# What is the meaning of non-coordinate basis?

Integral curves of non-coordinate (anholonomic) basis vectors also exist, they just don't form a coordinate system.

This might be a bit difficult to swallow, but the heart of the issue in a coordinate system, the coordinates are *independent*.

Here's a direct example:

Consider polar coordinates in $\mathbb{R}^2$. These are given by $$ x=r\cos\varphi \\ y=r\sin\varphi. $$ The coordinate basis vectors are $$ \partial_r=\cos\varphi\partial_x+\sin\varphi\partial_y \\ \partial_\varphi=-r\sin\varphi\partial_x+r\cos\varphi\partial_y. $$

These are orthogonal, but not ortho*normal*. We can also norm these vectors and get $$ \hat{e}_r=\partial_r=\cos\varphi\partial_x+\sin\varphi\partial_y \\ \hat{e}_\varphi=\frac{1}{r}\partial_\varphi=-\sin\varphi\partial_x+\cos\varphi\partial_y. $$
The first set is holonomic, the second isn't, you can calculate $ [\hat{e}_r,\hat{e}_\varphi]$ to ascertain this.

To try to interpret what it means for the integral curves of the anholonomic set not forming coordinates, consider that for the *holonomic* polar coordinate vectors, the $\partial_\varphi$ vector is longer, the further you are away from the origin. This is expected, $\varphi$ is an angular coordinate, the same angular displacement corresponds to larger and larger actual displacements the further you are away from the origin.

Consider now the integral curves of the set $\hat{e}_r,\hat{e}_\varphi$ instead. It is visually clear that the "paths" corresponding to the integral curves are the same, BUT the parametrization for the $\varphi$-curves are different. The vector field $\hat{e}_\varphi$ has the same length everywhere, so all "$\hat{\varphi}$" curves have the same velocity.

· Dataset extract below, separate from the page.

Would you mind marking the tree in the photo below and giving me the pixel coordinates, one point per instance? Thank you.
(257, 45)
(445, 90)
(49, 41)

Imagine you are at the point $(r_0,\varphi_0)$. You move a parameter $\bar{\varphi}$ along the *integral curves of $\hat{e}_\varphi$*. Since the integral curves are path-length parametrized (the length of $\hat{e}_\varphi$ is 1 after all), you move a distance of $\bar{\varphi}$, and now you are at $(r_0,\varphi_0+\frac{1}{r_0}\bar{\varphi})$ (remember that I am measuring points in the *original* "holonomic" coordinates and that the real displacement corresponding to a coordinate displacement $\varphi$ is $\bar{\varphi}=r_0\varphi$, since we are at radius $r_0$).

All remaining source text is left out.